2.4. Fetching Documents Without LWP::Simple

LWP::Simple is convenient but not all powerful. In particular, we can't make POST requests or set request headers or query response headers. To do these things, we need to go beyond LWP::Simple.

The general all-purpose way to do HTTP GET queries is by using the do_GET( ) subroutine shown in Example 2-5.

Example 2-5. The do_GET subroutine

use LWP;
my $browser;
sub do_GET {
  # Parameters: the URL,
  #  and then, optionally, any header lines: (key,value, key,value)
  $browser = LWP::UserAgent->new( ) unless $browser;
  my $resp = $browser->get(@_);
  return ($resp->content, $resp->status_line, $resp->is_success, $resp)
    if wantarray;
  return unless $resp->is_success;
  return $resp->content;

A full explanation of the internals of do_GET( ) is given in Chapter 3, "The LWP Class Model". Until then, we'll be using it without fully understanding how it works.

You can call the do_GET( ) function in either scalar or list context:

doc = do_GET(URL [header, value, ...]);
(doc, status, successful, response) = do_GET(URL [header, value, ...]);

In scalar context, it returns the document or undef if there is an error. In list context, it returns the document (if any), the status line from the HTTP response, a Boolean value indicating whether the status code indicates a successful response, and an object we can interrogate to find out more about the response.

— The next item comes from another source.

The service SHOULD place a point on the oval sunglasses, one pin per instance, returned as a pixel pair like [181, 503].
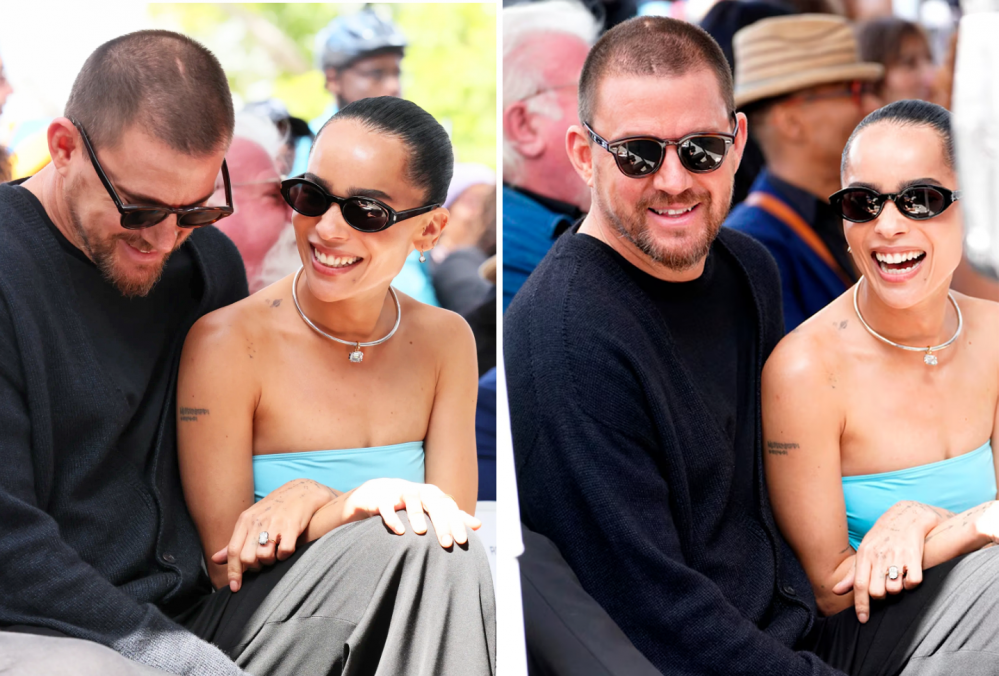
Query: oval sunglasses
[917, 202]
[364, 214]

Recall that assigning to undef discards that value. For example, this is how you fetch a document into a string and learn whether it is successful:

($doc, undef, $successful, undef) = do_GET('http://www.suck.com/');

The optional header and value arguments to do_GET( ) let you add headers to the request. For example, to attempt to fetch the German language version of the European Union home page:

$body = do_GET("http://europa.eu.int/",
  "Accept-language" => "de",

The do_GET( ) function that we'll use in this chapter provides the same basic convenience as LWP::Simple's get( ) but without the limitations.